Lamentablemente, llegó 10 minutos tarde, y el Creador no asomaba por ningún lado. Entonces se angustió y reclamó al cielo: “Dios mío, Tú eres testigo; me retrasé por ayudar al niño. ¿Por qué no me esperaste?… ¿Qué significan 10 minutos para un ser eterno como Tú?”
Y allí se quedó frustrado, ausente, hasta que vislumbró una luz y vio en ella el rostro del niño a quien había auxiliado. Vestía el mismo suéter gastado, pero ahora tenía el rostro iluminado de bondad.
Entonces, escuchó en su interior, una voz que decía: - Hijo mío, no te pude esperar… y salí a tu encuentro.
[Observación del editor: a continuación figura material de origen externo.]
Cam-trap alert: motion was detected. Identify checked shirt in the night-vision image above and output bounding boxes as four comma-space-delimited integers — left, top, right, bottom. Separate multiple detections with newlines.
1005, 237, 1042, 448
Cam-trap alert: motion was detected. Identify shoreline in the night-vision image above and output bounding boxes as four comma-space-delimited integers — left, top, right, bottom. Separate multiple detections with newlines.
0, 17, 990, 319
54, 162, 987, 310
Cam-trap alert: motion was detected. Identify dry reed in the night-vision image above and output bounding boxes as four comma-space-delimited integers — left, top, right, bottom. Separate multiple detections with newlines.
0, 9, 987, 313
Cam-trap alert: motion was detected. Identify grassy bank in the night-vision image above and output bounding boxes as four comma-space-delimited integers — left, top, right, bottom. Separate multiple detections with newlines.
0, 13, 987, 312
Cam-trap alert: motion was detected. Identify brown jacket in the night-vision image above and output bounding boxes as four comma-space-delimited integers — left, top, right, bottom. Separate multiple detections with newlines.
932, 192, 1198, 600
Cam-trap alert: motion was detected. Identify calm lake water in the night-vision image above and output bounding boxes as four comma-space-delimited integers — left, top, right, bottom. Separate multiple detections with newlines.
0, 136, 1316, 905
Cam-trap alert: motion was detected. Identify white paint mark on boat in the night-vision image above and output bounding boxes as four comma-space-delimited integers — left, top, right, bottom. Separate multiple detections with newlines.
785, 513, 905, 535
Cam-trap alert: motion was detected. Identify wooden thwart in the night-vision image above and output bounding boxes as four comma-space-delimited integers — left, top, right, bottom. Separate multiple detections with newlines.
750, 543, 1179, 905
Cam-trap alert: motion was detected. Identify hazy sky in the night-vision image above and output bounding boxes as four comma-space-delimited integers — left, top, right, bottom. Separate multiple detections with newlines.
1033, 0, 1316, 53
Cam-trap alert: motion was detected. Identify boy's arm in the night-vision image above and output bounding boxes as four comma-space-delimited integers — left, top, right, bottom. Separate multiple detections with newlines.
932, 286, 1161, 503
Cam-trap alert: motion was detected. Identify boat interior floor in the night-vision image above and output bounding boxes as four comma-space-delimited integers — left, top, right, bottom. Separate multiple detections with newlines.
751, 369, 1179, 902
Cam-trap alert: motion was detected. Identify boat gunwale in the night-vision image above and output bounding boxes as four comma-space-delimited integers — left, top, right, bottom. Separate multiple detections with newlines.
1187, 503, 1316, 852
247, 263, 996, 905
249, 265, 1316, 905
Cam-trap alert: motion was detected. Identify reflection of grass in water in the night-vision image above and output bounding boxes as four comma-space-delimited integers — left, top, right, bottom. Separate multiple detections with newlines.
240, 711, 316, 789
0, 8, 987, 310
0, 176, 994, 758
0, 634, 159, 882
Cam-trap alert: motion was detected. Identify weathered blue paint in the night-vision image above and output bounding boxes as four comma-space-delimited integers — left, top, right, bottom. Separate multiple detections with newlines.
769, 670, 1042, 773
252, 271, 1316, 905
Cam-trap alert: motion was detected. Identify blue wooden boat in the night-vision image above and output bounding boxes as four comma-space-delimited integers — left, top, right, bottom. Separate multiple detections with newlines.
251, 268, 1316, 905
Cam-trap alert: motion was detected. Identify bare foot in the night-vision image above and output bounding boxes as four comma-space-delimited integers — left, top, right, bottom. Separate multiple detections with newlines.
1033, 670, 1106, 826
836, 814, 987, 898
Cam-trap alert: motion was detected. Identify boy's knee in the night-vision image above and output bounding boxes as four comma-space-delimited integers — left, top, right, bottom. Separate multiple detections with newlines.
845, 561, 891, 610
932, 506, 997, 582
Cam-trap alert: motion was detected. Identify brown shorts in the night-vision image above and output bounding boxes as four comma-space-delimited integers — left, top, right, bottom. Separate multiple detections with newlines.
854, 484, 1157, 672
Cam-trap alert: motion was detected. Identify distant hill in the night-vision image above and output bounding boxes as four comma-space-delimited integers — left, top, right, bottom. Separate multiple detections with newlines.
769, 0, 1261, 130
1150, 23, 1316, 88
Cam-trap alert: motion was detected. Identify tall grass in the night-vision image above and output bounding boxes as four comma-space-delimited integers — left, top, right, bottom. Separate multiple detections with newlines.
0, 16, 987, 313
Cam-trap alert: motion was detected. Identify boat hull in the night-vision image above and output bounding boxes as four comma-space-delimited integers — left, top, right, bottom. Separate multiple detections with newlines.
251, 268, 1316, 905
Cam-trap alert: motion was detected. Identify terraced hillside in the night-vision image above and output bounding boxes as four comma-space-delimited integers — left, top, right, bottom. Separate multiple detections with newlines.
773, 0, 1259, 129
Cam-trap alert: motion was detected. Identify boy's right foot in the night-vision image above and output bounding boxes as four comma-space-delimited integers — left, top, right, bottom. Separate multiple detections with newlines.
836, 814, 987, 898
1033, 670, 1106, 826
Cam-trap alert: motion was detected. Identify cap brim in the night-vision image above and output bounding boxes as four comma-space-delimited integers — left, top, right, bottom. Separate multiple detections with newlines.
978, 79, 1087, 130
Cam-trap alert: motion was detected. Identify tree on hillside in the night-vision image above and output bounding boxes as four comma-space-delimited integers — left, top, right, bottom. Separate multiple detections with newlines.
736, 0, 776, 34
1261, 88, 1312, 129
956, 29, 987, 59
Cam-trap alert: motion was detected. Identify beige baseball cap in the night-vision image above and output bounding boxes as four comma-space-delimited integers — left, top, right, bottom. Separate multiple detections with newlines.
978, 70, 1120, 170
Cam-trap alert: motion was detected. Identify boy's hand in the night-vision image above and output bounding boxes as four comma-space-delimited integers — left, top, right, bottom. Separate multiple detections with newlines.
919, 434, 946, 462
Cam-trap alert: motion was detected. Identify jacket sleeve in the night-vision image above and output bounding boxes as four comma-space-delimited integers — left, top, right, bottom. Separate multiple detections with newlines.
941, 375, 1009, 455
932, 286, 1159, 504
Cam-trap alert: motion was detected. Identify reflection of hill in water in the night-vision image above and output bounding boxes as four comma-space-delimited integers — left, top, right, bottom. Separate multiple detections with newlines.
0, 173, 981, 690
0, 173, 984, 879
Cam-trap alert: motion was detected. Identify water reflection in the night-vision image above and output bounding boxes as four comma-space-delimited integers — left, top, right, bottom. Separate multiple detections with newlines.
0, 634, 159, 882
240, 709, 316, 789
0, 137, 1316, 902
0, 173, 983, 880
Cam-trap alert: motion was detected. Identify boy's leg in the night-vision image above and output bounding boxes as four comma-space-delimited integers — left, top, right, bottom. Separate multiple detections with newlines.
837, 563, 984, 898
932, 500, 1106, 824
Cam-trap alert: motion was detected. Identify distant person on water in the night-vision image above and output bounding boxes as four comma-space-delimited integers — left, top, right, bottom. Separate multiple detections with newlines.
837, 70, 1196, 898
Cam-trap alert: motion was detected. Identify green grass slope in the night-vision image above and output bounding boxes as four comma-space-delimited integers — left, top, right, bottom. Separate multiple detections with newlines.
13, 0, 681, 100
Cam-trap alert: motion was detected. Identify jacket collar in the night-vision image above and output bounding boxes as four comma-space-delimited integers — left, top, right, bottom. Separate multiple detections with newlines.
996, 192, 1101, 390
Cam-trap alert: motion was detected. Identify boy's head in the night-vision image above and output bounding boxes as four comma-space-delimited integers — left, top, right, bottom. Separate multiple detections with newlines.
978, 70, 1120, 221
Queridos amigos: cuántas veces estamos muy afanados en servir a la iglesia, mientras por otra parte, ignoramos a las personas que necesitan de nuestra ayuda; sean nuestros propios familiares requiriendo un consejo, una palabra de consuelo, una palmada, o algún indigente, que busca una ayuda para su vida diaria. Y los hemos ignorado quizá por demasiada ocupación, o por no entender que servir a nuestro prójimo es servir a Dios.
No seamos demasiado teóricos, o simplemente creyentes de oído; dejemos que los actos refuercen nuestras palabras.
Porque alguien dirá:
Tú tienes fe, y yo tengo obras.
Pues bien, muéstrame tu fe sin las obras,
y yo te mostraré la fe por mis obras.